Benefits to students
In addition to promoting everything Pittsburgh has to offer, the Passport team shared practical advice on how to get an internship from HR professionals. In another session, the Pittsburgh Tech Council interviewed three interns who got full-time job offers who shared job search advice as well as ideas on how to transition from student to employee. Innovation Works explained its work to support startups and build an entrepreneurial ecosystem in southwestern Pennsylvania
Because job candidates now value after hours as much as work hours, the Passport program highlights outdoor activities and cultural institutions, such as the Andy Warhol Museum.
The Case Competition was new this year. Students had a week to build a solution to one of three challenges:
- Back to school during COVID-19
- Social justice issues
- Welcome to Pittsburgh
The winning teams shared a $30,000 prize and a private networking event with employers. Students had to form teams of three to five from Passport participants and create a presentation to explain their solution.
R&D at Bosch in Pittsburgh
Bosch is based in Germany but has research and development offices in Pittsburgh, Sunnyvale, and Cambridge as well as eight other cities around the world.
During the summer of 2019, Bosch interns participated in the first Passport program and in 2020 the company sponsored the Tech Talk series included a conversation about their SoundSee project with NASA.
Chris Martin, director of research and development for Bosch, worked with the 2019 interns and said the program was a turnkey solution for Bosch, a key to success because the satellite office doesn't have an HR department to manage and plan recruiting events.
"We got buy-in from our associates as well and it snowballed from there," he said.
Martin said that 20 years ago when he joined the company, Bosch was one of the few Fortune 500 companies with an R&D center in Pittsburgh. The city's story and career opportunities are completely different now, he said.
"Now we have a tech ecosystem here and it's clear that companies in Silicon Valley have a presence here," he said.
Bosch and other companies are building public-private partnerships to support startups and early-stage innovation as well.
Bosch and Carnegie Mellon are sponsors of the Alphalab Gear Hardware Cup, an international competition for early-stage hardware startups. The competition has events in Pittsburgh, Boston, Washington, D.C., Chicago, Raleigh, and San Jose as well as China, Japan, West Africa, and South Korea. JuneBrain, this year's first place winner, is developing wearable tech for people with multiple sclerosis, and Creation Energy, the second place winner, is building fuel cells that use cassava wastewater.

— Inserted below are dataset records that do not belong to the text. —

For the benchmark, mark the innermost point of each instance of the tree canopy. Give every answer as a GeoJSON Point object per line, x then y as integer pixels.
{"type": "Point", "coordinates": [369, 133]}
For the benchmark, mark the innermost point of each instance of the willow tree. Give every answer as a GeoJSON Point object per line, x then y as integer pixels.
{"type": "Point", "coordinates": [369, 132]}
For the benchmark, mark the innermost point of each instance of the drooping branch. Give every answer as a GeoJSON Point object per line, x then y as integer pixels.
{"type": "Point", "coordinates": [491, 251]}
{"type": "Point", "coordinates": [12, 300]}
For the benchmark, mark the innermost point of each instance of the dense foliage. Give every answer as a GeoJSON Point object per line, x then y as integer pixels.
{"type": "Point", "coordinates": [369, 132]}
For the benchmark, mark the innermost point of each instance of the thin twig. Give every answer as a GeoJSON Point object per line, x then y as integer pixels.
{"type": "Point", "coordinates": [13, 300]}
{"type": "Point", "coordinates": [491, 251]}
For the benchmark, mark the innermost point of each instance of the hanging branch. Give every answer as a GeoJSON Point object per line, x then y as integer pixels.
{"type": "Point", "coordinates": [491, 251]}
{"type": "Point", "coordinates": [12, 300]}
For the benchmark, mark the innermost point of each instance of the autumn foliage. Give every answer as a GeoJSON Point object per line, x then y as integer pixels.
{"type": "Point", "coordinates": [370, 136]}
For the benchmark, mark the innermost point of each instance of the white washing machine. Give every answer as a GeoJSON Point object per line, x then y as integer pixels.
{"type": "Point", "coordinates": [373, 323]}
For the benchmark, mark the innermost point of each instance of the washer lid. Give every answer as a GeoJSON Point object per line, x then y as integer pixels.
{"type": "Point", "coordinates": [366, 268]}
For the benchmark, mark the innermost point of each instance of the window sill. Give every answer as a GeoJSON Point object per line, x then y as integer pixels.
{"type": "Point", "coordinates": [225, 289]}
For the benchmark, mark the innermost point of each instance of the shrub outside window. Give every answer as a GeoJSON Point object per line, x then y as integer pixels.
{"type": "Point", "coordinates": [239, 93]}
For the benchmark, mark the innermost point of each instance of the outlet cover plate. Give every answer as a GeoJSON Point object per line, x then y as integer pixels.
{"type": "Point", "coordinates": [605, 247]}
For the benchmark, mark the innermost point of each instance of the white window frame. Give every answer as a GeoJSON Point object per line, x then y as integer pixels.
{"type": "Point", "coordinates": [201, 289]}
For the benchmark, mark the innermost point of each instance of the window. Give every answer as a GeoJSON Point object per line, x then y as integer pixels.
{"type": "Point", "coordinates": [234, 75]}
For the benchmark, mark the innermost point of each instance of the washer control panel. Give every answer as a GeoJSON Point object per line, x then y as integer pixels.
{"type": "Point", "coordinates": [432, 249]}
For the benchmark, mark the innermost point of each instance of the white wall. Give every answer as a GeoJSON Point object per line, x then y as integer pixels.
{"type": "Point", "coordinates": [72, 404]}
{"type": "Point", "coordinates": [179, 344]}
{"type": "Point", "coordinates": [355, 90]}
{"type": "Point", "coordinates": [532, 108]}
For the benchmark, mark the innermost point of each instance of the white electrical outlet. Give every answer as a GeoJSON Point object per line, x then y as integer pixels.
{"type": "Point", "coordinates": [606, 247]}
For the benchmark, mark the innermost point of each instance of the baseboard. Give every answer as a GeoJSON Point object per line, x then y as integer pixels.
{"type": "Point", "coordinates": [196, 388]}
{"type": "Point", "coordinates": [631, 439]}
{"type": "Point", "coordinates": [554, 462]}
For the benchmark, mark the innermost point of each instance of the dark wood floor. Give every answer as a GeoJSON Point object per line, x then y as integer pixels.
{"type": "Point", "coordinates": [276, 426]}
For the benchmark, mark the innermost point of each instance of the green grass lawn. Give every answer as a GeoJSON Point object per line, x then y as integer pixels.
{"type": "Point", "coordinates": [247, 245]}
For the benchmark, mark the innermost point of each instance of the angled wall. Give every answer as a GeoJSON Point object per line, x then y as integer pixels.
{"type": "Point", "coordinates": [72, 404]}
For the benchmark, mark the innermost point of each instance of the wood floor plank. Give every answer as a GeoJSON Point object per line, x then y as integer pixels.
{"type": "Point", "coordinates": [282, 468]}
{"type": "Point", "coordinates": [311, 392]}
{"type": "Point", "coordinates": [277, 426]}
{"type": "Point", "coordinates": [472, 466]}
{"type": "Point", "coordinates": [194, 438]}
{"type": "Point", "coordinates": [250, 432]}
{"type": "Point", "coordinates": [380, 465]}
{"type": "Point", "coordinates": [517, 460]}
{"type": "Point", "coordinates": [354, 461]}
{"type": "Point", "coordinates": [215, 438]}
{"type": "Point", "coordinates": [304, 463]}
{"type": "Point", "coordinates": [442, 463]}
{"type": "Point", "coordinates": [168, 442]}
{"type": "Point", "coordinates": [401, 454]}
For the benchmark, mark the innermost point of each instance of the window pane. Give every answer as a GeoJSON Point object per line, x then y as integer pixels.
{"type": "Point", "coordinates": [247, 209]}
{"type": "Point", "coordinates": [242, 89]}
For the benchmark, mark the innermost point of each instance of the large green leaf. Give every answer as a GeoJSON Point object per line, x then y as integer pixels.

Also, Bosch recently has been working with Astrobotic, a company that builds lunar landers and rovers to deliver payloads to the moon for companies, governments, universities, nonprofits, and individuals. The company also builds terrain relative navigation, mobile robotics for lunar surface operations, and computing systems for mission-critical applications.
Bosch and Astrobotic developed a hardware component that uses audio analytics software to record and analyze sounds. Bosch's SoundSee technology uses an algorithm to monitor sounds from machines and look for signs of malfunction. Astrobotic created the hardware payload that delivered SoundSee to the International Space Station in November 2019. SoundSee travels the ISS on NASA's Astrobee Robot to record sounds for analysis.